En azından, aslında Cumhuriyet’in temellerinin atıldığını düşündüğü o yıllara dair bugüne kadar öne sürülen tezleri tartışmaya açıyor.
Çünkü İttihat ve Terakki dönemine dair üç farklı görüş var; İttihatçılar, kendilerinin mutlak olarak doğru olduğunu düşünüyor, Osmanlıcı bakış açısı İttihatçıları tümüyle reddediyor ve kötülüyor, bir de Milli Müdafaacılar var, ilk ikisinden de ayrılıyor. Ahmet Ümit, tüm bu bakış açılarından sıyrılarak, resmi tüm gerçekliğiyle ortaya koymak istiyor.
Bunu yaparken de tarihçi değil, romancı kimliğiyle yola çıktığını anlatıyor. Nitekim, Osmanlı’nın çöküşü, Birinci Dünya Savaşı ve Cumhuriyet’in ilan edildiği yıllara karşılık gelen o dönemi, bir aşk romanı kurgusuyla aktarıyor ve Boris Pasternak’ın Dr. Jivago’su gibi bir roman yazdığını söylüyor.
Yakın tarihe bir başka bakış
Ahmet Ümit’in niyeti İttihat ve Terakki’yi yargılamak değilse de, monarşiye karşı, hürriyet, özgürlük, adalet diye başlayan bir hareketin nasıl olup da dokuz ayda, muhalifleri susturan, despotik bir hale dönüştüğünü anlatmak istiyor.
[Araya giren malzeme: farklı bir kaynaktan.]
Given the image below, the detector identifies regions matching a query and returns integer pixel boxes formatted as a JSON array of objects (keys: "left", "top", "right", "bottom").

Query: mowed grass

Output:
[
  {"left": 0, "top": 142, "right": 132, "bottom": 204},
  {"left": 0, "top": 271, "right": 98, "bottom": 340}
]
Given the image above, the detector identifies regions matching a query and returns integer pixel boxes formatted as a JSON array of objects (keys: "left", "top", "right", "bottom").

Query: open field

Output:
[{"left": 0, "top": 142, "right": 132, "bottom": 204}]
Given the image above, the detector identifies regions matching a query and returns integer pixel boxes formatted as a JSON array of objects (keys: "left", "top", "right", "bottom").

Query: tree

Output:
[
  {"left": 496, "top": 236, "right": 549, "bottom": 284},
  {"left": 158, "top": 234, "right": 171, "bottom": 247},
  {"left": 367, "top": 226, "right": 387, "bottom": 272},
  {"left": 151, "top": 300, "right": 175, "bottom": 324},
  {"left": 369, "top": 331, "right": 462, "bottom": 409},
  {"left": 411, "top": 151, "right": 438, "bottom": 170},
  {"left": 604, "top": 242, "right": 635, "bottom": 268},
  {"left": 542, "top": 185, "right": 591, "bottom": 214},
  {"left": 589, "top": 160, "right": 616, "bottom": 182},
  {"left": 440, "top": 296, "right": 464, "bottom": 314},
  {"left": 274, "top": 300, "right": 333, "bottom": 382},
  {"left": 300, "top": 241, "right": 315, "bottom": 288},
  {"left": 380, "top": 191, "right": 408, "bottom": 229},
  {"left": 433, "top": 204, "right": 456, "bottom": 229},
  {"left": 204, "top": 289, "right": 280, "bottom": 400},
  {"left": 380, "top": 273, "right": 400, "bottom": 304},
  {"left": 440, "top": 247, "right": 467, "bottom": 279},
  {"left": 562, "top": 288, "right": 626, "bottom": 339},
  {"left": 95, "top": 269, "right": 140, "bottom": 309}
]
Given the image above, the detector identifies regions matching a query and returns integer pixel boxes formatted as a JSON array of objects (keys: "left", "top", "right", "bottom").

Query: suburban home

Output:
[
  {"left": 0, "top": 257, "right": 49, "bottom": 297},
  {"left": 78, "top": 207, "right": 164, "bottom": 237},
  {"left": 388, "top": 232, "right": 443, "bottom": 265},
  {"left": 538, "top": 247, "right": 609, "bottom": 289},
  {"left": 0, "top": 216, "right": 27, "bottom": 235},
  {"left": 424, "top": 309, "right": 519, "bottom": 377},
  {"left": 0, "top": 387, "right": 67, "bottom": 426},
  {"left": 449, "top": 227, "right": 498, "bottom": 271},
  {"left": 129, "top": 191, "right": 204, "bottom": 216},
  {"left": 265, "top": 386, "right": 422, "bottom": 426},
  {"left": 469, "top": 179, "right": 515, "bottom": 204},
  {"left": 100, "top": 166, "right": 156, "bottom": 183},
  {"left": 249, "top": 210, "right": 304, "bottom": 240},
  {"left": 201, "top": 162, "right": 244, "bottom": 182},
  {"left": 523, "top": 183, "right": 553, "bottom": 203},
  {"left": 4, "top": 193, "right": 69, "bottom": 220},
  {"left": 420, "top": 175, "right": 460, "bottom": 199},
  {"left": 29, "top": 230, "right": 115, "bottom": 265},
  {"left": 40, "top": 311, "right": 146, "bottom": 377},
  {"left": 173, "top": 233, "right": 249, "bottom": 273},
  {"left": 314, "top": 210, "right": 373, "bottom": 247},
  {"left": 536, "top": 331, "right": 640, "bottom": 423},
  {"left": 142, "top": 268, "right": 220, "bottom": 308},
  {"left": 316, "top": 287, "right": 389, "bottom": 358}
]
İşte, belki tam bu noktada, biz de bugün hâlâ demokrasi adına yaşadığımız sıkıntıları neden çözemediğimizi düşünmek ve yakın tarihimizi bir başka bakış açısıyla okumak durumunda kalıyoruz. Bu arada Ahmet Ümit’e bir okuru olarak bundan sonra kendisinden tümüyle bir aşk romanı beklediğimi söylediğimde, her zamanki zarif tavrıyla karşılıyor ve “Neden olmasın?” diyor.